The link to Google Sheet for additions can be found here:

https://docs.google.com/spreadsheets/d/1dYXjm40a2XzhjLGchlcMSdibSRvCvxUEBLHVyUc-Ivo/edit?usp=sharing

[tlively]

We certainly need a default cost model that tries to be agnostic to the underlying platform, so that's what we should think about first.

I'm not yet convinced that it is a good idea to have alternative platform-specific cost models as well. Having those would run counter to our philosophy of trying to present a portable abstraction over native SIMD instruction sets. If I become convinced that platform-specific cost models are a good idea, I would be happier if we had them for both ARM and Intel instruction sets rather than just one or the other.

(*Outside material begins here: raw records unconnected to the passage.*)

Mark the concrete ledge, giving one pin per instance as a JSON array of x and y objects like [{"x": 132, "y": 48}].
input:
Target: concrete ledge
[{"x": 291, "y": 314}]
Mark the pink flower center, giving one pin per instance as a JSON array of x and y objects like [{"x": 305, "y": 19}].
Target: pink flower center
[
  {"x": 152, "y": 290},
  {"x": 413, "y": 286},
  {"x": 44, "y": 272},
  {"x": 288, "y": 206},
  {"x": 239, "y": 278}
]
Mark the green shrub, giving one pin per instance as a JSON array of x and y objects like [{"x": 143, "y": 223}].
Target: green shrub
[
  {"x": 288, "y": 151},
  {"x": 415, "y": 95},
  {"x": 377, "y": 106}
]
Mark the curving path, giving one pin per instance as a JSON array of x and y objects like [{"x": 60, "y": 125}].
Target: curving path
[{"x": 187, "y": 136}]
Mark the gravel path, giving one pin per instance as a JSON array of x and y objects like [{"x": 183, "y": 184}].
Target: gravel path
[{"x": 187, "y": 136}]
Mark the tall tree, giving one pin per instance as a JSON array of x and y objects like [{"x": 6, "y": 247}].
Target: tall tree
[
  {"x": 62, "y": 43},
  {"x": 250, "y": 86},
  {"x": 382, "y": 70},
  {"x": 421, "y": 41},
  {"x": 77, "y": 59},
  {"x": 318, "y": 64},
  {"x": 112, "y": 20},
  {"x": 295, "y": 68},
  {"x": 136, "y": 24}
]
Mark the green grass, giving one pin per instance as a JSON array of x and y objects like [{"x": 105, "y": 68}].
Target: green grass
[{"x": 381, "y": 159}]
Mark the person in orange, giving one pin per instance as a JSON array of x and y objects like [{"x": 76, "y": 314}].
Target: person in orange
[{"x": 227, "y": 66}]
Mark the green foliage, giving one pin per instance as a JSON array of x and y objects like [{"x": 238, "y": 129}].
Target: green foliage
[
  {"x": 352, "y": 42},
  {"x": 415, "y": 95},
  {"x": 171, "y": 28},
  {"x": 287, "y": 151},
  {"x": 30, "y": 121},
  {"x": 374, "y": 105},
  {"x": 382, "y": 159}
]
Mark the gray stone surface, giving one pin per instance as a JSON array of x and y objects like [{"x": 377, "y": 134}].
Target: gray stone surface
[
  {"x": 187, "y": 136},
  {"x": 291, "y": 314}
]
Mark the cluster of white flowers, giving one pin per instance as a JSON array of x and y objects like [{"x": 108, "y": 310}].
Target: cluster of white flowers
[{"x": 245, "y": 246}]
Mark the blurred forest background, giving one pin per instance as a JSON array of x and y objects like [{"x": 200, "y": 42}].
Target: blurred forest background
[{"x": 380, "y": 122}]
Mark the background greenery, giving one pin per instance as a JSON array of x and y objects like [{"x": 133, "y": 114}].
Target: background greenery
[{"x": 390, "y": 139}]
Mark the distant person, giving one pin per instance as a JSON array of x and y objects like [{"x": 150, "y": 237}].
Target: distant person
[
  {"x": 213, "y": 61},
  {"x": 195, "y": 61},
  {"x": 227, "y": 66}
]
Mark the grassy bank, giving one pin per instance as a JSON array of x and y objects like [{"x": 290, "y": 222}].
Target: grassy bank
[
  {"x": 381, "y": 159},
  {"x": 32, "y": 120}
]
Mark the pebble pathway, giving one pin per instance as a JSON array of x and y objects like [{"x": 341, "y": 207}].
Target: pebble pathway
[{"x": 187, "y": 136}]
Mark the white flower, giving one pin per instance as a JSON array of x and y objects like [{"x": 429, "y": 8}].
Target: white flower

I would certainly accept any experimental cost models in upstream LLVM as long as they have a clear experimental purpose and as long as the patch author intends to remove them once the experiments are done. For non-experimental cost models, I would want to get the blessing of the full SIMD group before committing to anything.

[omnisip]

Do you think we'll be able to arrive at a new replacement default model without testing and benchmarking?

[tlively]

Testing and benchmarking will probably be useful for coming up for the relative costs on instructions on individual platforms, but I think we should be able to come up with a strategy for combining platform-specific costs into platform-agnostic costs without any benchmarking. That strategy is based more on our high-level goals for the cost model.

[aardappel]

why not just work on estimating 2 columns, one for x64 and one for arm64, then average them later?

[tlively]

We should definitely get x64 and arm64 costs and combine them later. It would be good to choose how we combine them in a principled manner, though, rather than arbitrarily choosing to take the average or min or max or whatever.

[Maratyszcza]

I would like to note that there isn't such thing as "x86-64 instruction cost" and "ARM64 instruction cost": each microarchitecture has its own throughput and latency. So if the plan is to blend instruction characteristics across several processors, we should start with selecting relevant microarchitectures first.

[penzn]

I propose that LLVM should use the maximum of the x64 and ARM64 costs for each instruction. That way it will prefer code sequences that are ok on both platforms over code sequences that are better on one platform but worse on the other. If that sounds reasonable, the remaining question would be how to generate costs for x64 and ARM64 lowerings of each instruction.

I second that - "least common denominator" approach makes sense, as we don't know what the code would be running on.

The main wrinkle with that is that cost model is not just a mapping of instructions to a numeric value - there are levels of logic in various parts of the compiler, like ABI, vectorizer, instruction selection, including relative minute cost calculations in some cases. The way this logic is organized differently for different targets, with different "questions" being asked and answered. For example compare llvm/lib/Target/X86/X86TargetTransformInfo.h and llvm/lib/Target/ARM/ARMTargetTransformInfo.h.

I don't think we would be able to simply merge X86 and Arm cost models - there are lots of moving parts, but we can probably start with trying to address the things we know about - shuffle masks, comparisons, and so on.

We can implement more than one cost-model and likely have them incorporated into LLVM. These would simply be the equivalent of different -mcpu/-mtune settings based on someone's submission.

Would not this mean that somebody would be able to post a module online which would work well only on a particular device (or class of devices)?

[omnisip]

We can implement more than one cost-model and likely have them incorporated into LLVM. These would simply be the equivalent of different -mcpu/-mtune settings based on someone's submission.

Would not this mean that somebody would be able to post a module online which would work well only on a particular device (or class of devices)?

My comment was primarily for the purposes of allowing competitive evaluation of the models and to ensure that we didn't produce something that would produce worse optimizations than what LLVM is currently producing.